個人の人生においても全く同じことが言える。
外部からの新しい情報や、予想外の刺激がある程度は必要なのである。
自分がどのような状況に置かれたときに喜びを感じ、どのようなことに不快感を覚えるのか。
それは、実際に未知の体験をしてみないことには決して分からない。
新しい場所に行き、新しい活動を試してみてから、自分の好き嫌いや適性を判断しても遅くはない。
この未知を恐れず、むしろ面白がる姿勢こそが、彼の思考の柔軟性を担保しているのだろう。
常に自己を更新し続けるための、この精神や姿勢は非常に大事なものである。
有限なる時間と真剣に向き合う覚悟
現代は、かつてないほど情報が氾濫し、私たちの注意力を奪い合う時代である。
ポケットに入っている小さな端末は、絶え間なく通知を鳴らし、私たちから大切な時間を少しずつ搾取していく。
水上颯は、この時間の使い方について、非常に厳しい自己規律を持っている。
でも、少し厳しいことをいうようですが、僕たちに潰している「暇」なんてあるんでしょうか。本当は、その時間はとても貴重なもののはず。スマホをいじる代わりに、何をするかを真剣に検討する必要があるように思えます。(P.143:4章 時間の習慣「人生のムダをなくす7つの方法」)
この指摘は、現代を生きるすべての人間の胸に鋭く突き刺さる。
私たちには、無為に潰している「暇」なんてものは、本来存在しないはずである。
人生という時間は有限であり、取り戻すことのできない最も貴重な資源だからだ。
暇つぶしという名目で、目的もなくスマートフォンをスクロールし続ける時間は、自分の人生の可能性を少しずつ削り取っているに等しい。
古代ローマの哲学者たちも、生の短さを嘆くのではなく、時間を浪費することの愚かさを厳しく戒めた。

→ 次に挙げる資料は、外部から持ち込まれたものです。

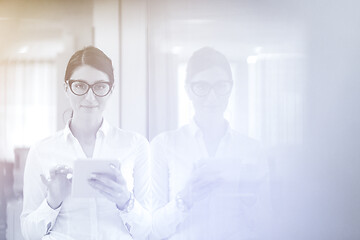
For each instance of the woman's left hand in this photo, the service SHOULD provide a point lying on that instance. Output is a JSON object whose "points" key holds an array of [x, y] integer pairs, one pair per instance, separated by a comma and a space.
{"points": [[112, 186]]}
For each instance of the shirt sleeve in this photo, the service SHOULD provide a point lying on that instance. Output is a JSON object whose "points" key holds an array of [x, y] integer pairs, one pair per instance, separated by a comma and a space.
{"points": [[37, 217], [165, 214], [138, 219]]}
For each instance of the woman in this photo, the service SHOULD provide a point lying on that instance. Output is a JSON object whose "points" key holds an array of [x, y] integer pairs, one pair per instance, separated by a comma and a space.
{"points": [[49, 210], [208, 181]]}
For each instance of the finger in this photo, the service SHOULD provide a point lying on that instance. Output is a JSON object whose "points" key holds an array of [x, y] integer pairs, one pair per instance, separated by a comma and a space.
{"points": [[63, 169], [119, 177], [44, 180]]}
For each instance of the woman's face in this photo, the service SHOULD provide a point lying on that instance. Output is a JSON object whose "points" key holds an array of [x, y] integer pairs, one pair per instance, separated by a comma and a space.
{"points": [[87, 105], [209, 92]]}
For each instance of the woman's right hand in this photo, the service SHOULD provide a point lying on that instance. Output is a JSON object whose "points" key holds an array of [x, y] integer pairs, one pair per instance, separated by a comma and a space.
{"points": [[58, 185]]}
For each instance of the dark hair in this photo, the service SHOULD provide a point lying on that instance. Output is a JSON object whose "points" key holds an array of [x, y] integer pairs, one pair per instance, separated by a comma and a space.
{"points": [[93, 57], [205, 58]]}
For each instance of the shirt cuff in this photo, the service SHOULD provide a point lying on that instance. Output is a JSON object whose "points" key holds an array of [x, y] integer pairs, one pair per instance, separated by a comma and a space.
{"points": [[138, 218], [49, 214]]}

水上颯の言葉は、二千年以上の時を超えて、同じ本質的な問いを私たちに投げかけている。
自分の人生の目的は何なのか。
その目的を達成するために、今日という一日をどう過ごすべきか。
スマートフォンをいじる代わりに、読書をするのか、思索にふけるのか、新しいスキルを学ぶのか。
何をするかを真剣に検討し、日々を充実させることが不可欠である。
彼がこれほどの若さで膨大な知識を獲得し、多様な分野で結果を残すことができたのは、生まれ持った才能だけでなく、この時間に対する峻烈なまでの当事者意識があったからこそだろう。
時間を制する者が、自らの人生を制するのである。
普遍的な知恵を授ける若き才能への称賛
本書を通読して感じたのは、水上颯という人物の思考の明晰さと、その背後にある圧倒的な努力の痕跡である。

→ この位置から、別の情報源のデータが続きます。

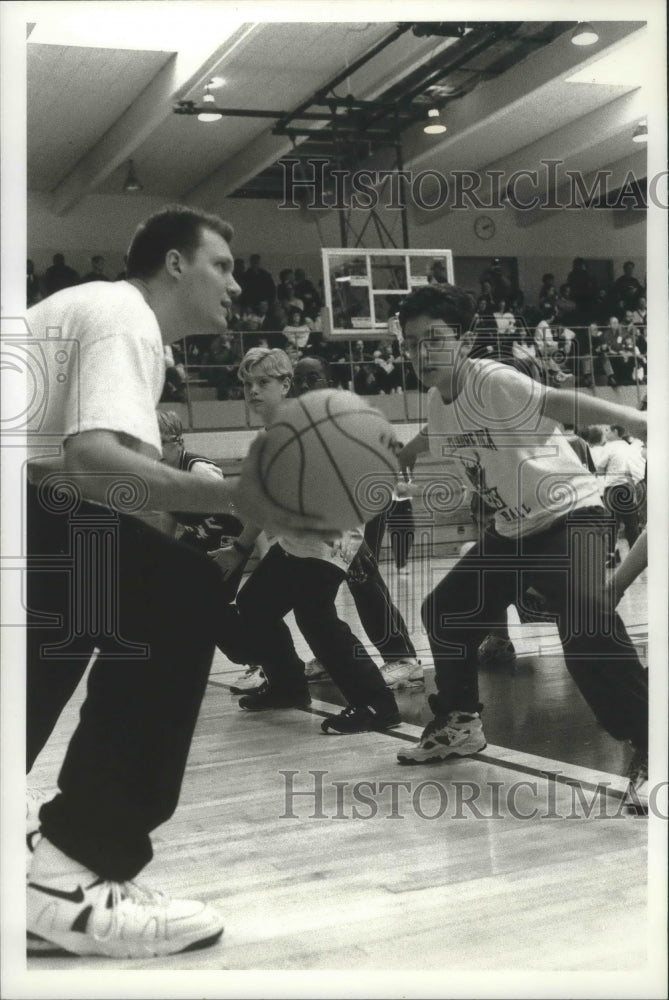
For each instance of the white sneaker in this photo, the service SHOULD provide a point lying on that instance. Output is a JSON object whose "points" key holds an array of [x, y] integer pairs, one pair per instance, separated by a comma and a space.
{"points": [[459, 734], [35, 799], [314, 670], [402, 674], [251, 680], [70, 906], [495, 649]]}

文章自体は読みやすく、流れるように論理が展開されていく。
内容としては、彼自身の経験に基づく受験勉強の文脈がメインとなる部分もある。
そのため、すでに学生時代を遠く過ぎ去った人間からすると、自分にはそこまで直接的に合わなかったと感じる部分も正直あった。

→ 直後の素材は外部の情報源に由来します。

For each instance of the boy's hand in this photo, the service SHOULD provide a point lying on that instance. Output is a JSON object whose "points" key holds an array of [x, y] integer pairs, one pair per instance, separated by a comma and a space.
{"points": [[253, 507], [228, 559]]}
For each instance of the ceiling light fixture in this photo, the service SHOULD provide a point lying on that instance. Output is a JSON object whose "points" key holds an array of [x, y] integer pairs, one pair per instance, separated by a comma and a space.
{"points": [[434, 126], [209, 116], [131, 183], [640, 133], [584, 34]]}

しかし、それでもなお、読書への姿勢、記憶のメカニズムへの洞察、未知への挑戦、そして時間管理の哲学など、参考になる点はいくつもあり、大いに知的な刺激を受けたから良かったと思う。
物事の表層だけでなく、その本質を捉えようとする思考の深さは、年齢を感じさせない。
とてもしっかりしている人だな、というのが率直な感想である。
テレビ番組の華やかなスポットライトを浴びながらも、浮き足立つことなく、ひたむきに学問と向き合い、思索を深めてきたことが伝わってくる。
こういった若く優れた才能を持つ人物が、医学の道を志し、精神科医となって社会に貢献していくのだと思うと、何だか上の世代としては無性に嬉しくなる、という温かい感情が込み上げてくる。
彼のような人材が医療の現場に立ち、人々の心の問題に向き合うことは、社会にとって大きな希望である。
『頭を鍛える5つの習慣』は、天才と呼ばれる人間の頭の中を覗き見るための興味深いテキストであると同時に、凡人である私たちが日々の生活をより良くするための、実践的なガイドブックでもある。
学ぶことの本当の楽しさと厳しさを教えてくれる、長く読み継がれるべき一冊である。